"The server is dead, why didn't anyone notice?" It's the most dreaded call you get in the middle of the night. Your users are already complaining because they can't access the service, and your monitoring system hasn't alerted you to anything. It's a developer's nightmare.
My team once had an incident where our payment server was down for two hours and no one knew about it, only to find out later from a customer complaint.
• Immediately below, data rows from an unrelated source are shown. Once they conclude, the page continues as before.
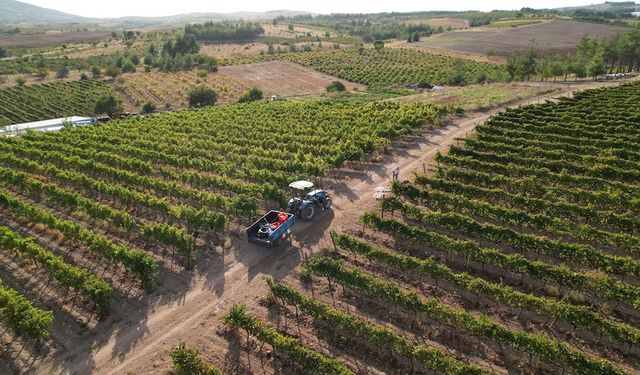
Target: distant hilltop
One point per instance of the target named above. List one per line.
(14, 12)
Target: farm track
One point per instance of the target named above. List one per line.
(135, 339)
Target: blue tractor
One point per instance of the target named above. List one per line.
(305, 202)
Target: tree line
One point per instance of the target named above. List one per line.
(592, 58)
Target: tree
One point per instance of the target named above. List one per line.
(63, 72)
(557, 69)
(202, 95)
(42, 73)
(95, 71)
(127, 66)
(108, 104)
(149, 107)
(521, 63)
(596, 65)
(251, 95)
(112, 71)
(335, 86)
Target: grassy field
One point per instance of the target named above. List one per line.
(504, 253)
(50, 100)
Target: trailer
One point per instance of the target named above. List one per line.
(269, 229)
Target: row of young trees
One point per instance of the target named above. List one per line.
(593, 58)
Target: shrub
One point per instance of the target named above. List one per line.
(62, 72)
(335, 86)
(149, 107)
(108, 104)
(202, 95)
(95, 71)
(112, 71)
(251, 96)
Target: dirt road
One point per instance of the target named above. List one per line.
(136, 339)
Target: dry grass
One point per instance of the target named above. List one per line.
(454, 23)
(284, 78)
(50, 39)
(171, 89)
(557, 36)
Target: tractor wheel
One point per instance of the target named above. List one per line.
(308, 213)
(327, 203)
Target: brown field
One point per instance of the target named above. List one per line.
(10, 80)
(171, 89)
(454, 23)
(282, 31)
(50, 39)
(447, 52)
(557, 36)
(284, 78)
(238, 49)
(233, 49)
(483, 97)
(87, 50)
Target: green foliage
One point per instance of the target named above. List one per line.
(201, 96)
(432, 268)
(63, 72)
(22, 316)
(310, 361)
(549, 350)
(138, 262)
(50, 100)
(112, 71)
(522, 63)
(376, 335)
(149, 107)
(335, 86)
(127, 66)
(183, 44)
(251, 95)
(108, 104)
(390, 66)
(187, 362)
(224, 31)
(67, 275)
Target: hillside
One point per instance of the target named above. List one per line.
(16, 12)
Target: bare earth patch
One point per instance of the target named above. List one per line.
(284, 78)
(164, 88)
(187, 305)
(557, 36)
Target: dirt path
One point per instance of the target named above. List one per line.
(136, 339)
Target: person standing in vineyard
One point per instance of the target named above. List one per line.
(395, 173)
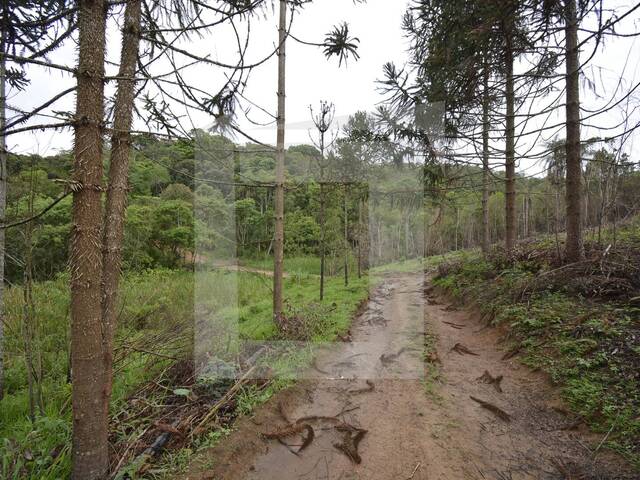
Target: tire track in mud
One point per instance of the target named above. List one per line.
(379, 412)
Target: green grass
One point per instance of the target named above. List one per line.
(156, 313)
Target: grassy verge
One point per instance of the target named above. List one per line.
(570, 323)
(155, 327)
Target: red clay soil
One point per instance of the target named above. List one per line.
(482, 417)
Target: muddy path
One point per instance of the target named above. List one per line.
(396, 403)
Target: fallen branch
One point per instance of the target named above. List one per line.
(223, 401)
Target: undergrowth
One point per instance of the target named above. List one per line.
(589, 343)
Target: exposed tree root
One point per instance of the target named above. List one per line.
(489, 379)
(498, 412)
(462, 350)
(291, 431)
(511, 353)
(454, 325)
(369, 388)
(387, 358)
(350, 442)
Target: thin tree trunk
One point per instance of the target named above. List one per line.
(32, 358)
(113, 232)
(90, 447)
(510, 163)
(322, 238)
(574, 246)
(3, 197)
(346, 240)
(278, 248)
(485, 161)
(360, 228)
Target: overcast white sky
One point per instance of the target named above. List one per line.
(310, 77)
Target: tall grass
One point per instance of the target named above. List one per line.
(156, 314)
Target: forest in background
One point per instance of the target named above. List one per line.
(161, 202)
(164, 192)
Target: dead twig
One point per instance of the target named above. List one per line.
(413, 474)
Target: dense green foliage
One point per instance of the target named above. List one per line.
(570, 324)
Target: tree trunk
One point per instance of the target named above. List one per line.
(90, 448)
(116, 204)
(574, 247)
(3, 198)
(322, 238)
(360, 229)
(510, 162)
(346, 240)
(278, 248)
(485, 161)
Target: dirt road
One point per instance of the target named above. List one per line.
(416, 408)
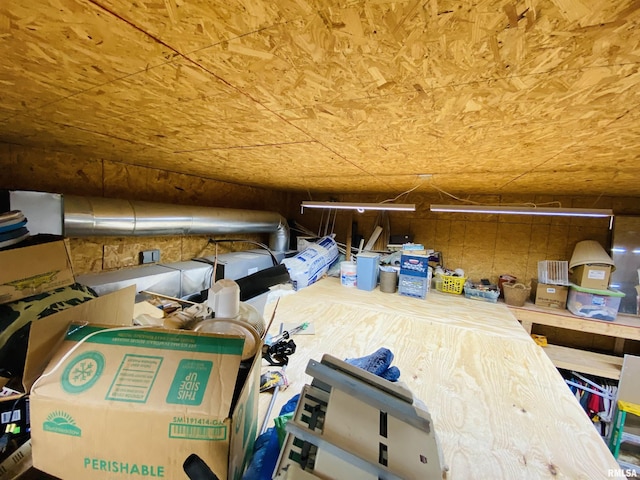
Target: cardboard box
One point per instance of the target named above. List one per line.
(122, 403)
(594, 276)
(46, 334)
(592, 303)
(34, 268)
(551, 296)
It was a painful realization that "the server is alive" doesn't just mean the process is running.
Prompt.
복사
### System Health Check Architect Mode
[ Classify what to monitor ]
* Infrastructure Level
- CPU/Memory/Disk Utilization
- Network connectivity status
- Server response time
* Application level
- API endpoint responses
- Database connectivity
- External service dependencies
* Business logic level
- Core functionality working or not
- Data consistency validation
- User flow integrity
[ Design checks ]
>> Basic health check
GET /health → 200 OK
Response time: < 500ms
>> Detailed health check
GET /health/detailed
{ "status".
"status": "healthy",
"database": "connected",
"redis": "connected",
"external_api": "healthy"
}
>> Deep health check
Perform real business logic
End-to-end test scenarios.
[ Notification and response scheme ].
- Failure escalation
- Automatic recovery attempt logic
- Failure history management
Please design a perfect health check system for [service name].
Having such an organized health check system in place has given me a lot of peace of mind, as I'm able to catch signs of failure before they happen, and when they do, the average recovery time has gone from 20 minutes to 3 minutes.
Most importantly, my developers are much more relaxed and able to focus on their work because the system is telling them, "Wait, something's not right." Why not start checking your system's vital signs?